Enfin, parler de « l’après », du travail et du cheminement à faire, ce n’est pas dérouler un tapis épais, confortable et soyeux sous les pieds d’une victime en lui faisant croire que « tout va aller bien maintenant ». Il s’agit de dire la vérité. Et le chemin est à la fois long et douloureux. La prise de conscience peut s’imaginer comme un rideau qu’on déchire, un rideau qui obstruait la réalité. Mais en déchirant le rideau, on ne sait pas ce que l’on va trouver derrière. La réalité est brutale et sans concession. C’est pour cela que ce chemin ne peut se faire seul-e. C’est pour cela qu’il est long et très sinueux, car la personnalité toxique va essayer de retenir par divers moyens celui ou celle qui était sa victime.

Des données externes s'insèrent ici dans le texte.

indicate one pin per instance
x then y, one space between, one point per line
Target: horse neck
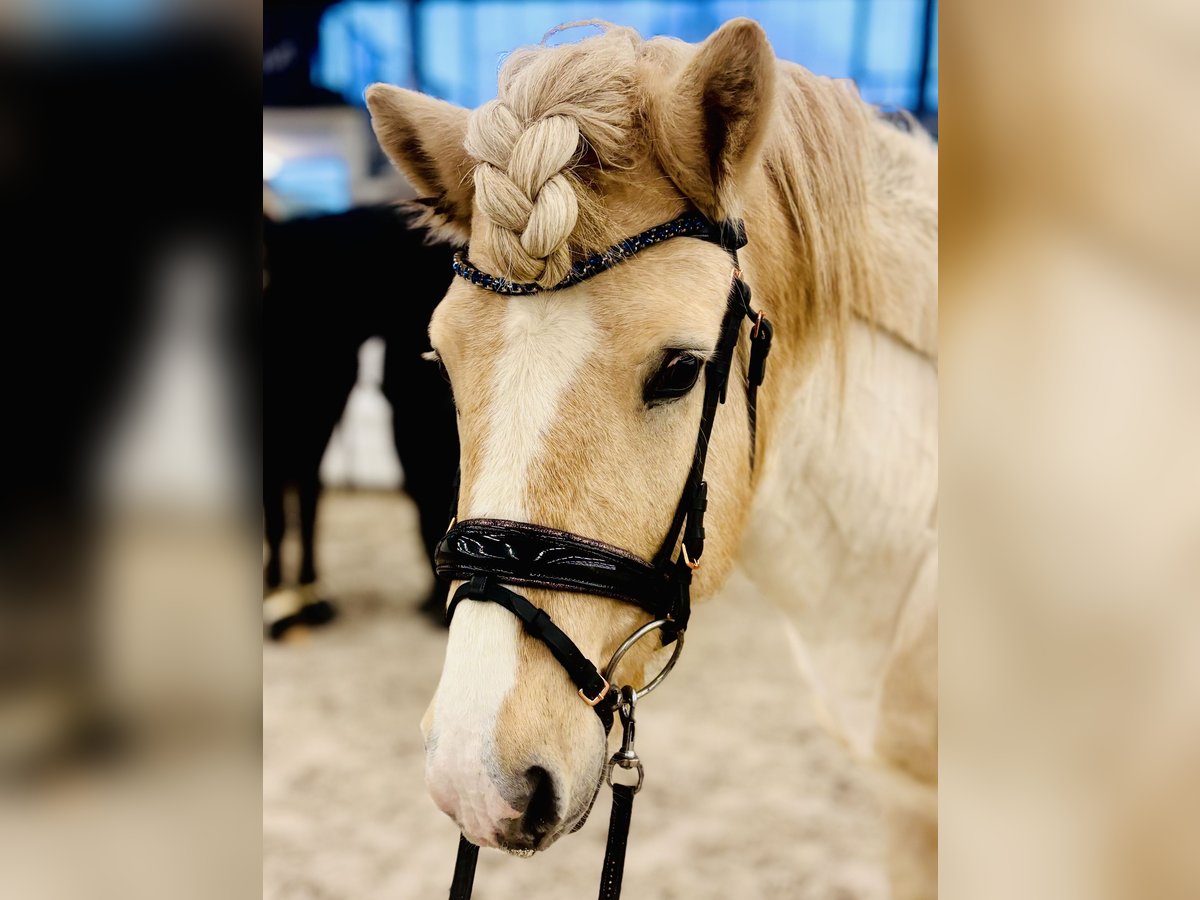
888 281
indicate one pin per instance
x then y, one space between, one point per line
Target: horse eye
675 378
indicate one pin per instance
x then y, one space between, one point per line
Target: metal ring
641 773
615 660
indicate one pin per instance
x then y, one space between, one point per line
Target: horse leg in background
309 490
425 432
316 611
274 525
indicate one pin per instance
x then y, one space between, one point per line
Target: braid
523 190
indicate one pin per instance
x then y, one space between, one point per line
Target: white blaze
546 341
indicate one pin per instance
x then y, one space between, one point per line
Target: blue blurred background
318 57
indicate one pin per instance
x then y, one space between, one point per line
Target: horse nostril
541 811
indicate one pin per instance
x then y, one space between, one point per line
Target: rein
484 552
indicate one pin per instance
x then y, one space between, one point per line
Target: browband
730 234
484 552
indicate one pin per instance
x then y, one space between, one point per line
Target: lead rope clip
627 756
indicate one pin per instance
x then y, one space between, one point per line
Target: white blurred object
172 445
361 453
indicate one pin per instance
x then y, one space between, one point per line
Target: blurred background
346 813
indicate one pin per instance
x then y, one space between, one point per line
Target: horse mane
568 121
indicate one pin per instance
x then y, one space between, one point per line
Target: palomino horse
587 144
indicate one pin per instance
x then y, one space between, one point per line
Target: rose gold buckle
601 695
694 564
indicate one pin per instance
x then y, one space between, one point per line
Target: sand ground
745 796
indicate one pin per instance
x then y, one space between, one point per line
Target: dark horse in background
331 282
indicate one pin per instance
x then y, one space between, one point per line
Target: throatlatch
484 552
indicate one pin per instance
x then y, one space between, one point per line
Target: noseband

Parler de « l’après » c’est aussi mettre en garde contre la violence économique, contre la violence sociale, contre les rechutes qui peuvent se produire longtemps après la rupture, et les risques de répétition.
C’est permettre d’apprendre à dire « Je ». A le sentir. A le vivre.
C’est pourvoir se regarder et se dire : « Bravo. Et merci ».